Inevitably only the true blockbusters get much ad time devoted to them, so choices are naturally limited, but when they do the results are often spectacular.
I’ve little time for people who thumb their noses at gaming, and a selection of the following ads shows what a unique art form video games can sometimes be, as well as a fantastic, generally ultraviolent, retreat from reality.
I offer the following without much in the way of commentary. I just think they’re cool. And often, particularly in gaming, that’s just enough.
5 of the best: Video Games Adverts
Gears of War
Underneath every tough gear’s exterior is a sorrowful soul. Gears Of War mixes Halo’s high-octane action with a profound industrial gothic style and tone that is reminiscent of the Resident Evil and Silent Hill series of RPGs. I always thought I detected a little of Clive Barker’s hellish imagination too. Add in a dash of American war-movie cliche and you have some beautiful, melancholy nonsense, perfectly encapsulated in this stunning advert. A Mad World (Tears For Fears via Gary Jules) indeed.
Grand Theft Auto: San Andreas
GTA’s own sense of how absurd it is rescues it from simple shock value and the series has evoked – through a blend of pastiche and fond parody – the eras is portrays wonderfully. The cock-and-balls out macho silliness of Guns’N’Roses’ Welcome To The Jungle nails it. Vice City is the best game – I still remember with huge fondness returning home with a PS2 and copy of Vice City and subsequent delight of mowing down pedestrians in a Blista Compact (Honda CRX) to Human League’s Keep Feeling Fascination – but this ad for San Andreas is spot on.
Far Cry 2
It might have been Bizarre’s Project Gotham series that first realised the superb synthesis of gaming and contemporary music, evinced particularly well here. Equal parts 80s action movies and whacked-out Apocalypse Now jungle fever, the impeccable choice of music (Barra Barra – Rachid Taha) really makes this ad for weirdy mercenary effort Far Cry 2.
Halo – Believe is just a beautifully conceived and executed 90 seconds for one of the best games series ever.
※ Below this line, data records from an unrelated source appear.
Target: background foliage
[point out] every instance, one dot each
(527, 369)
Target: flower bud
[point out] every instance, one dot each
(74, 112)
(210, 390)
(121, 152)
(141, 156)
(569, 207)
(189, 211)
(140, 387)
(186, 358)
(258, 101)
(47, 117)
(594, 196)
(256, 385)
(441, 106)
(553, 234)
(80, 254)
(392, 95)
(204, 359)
The diorama is an evocative blend of realistic war horror and the hard sci-fi space opera world Halo inhabits; the fear and hopelessness etched on the faces of the many soldiers bears witness to how much time, effort and inspiration goes into making video games. Music from Chopin’s Raindrop Prelude No 15 is just a sublime choice.
Silent Hill 3
No experience has unsettled me more than playing any of the Silent Hill games alone in the dark. This ad captures that terror best of the Silent Hill adverts, even though it’s hard to beat the first and second instalments for insidious uncanny, punctuated by moments of unbridled terror. Am I the only one whose neck hairs rise if they hear a ringing alarm bell?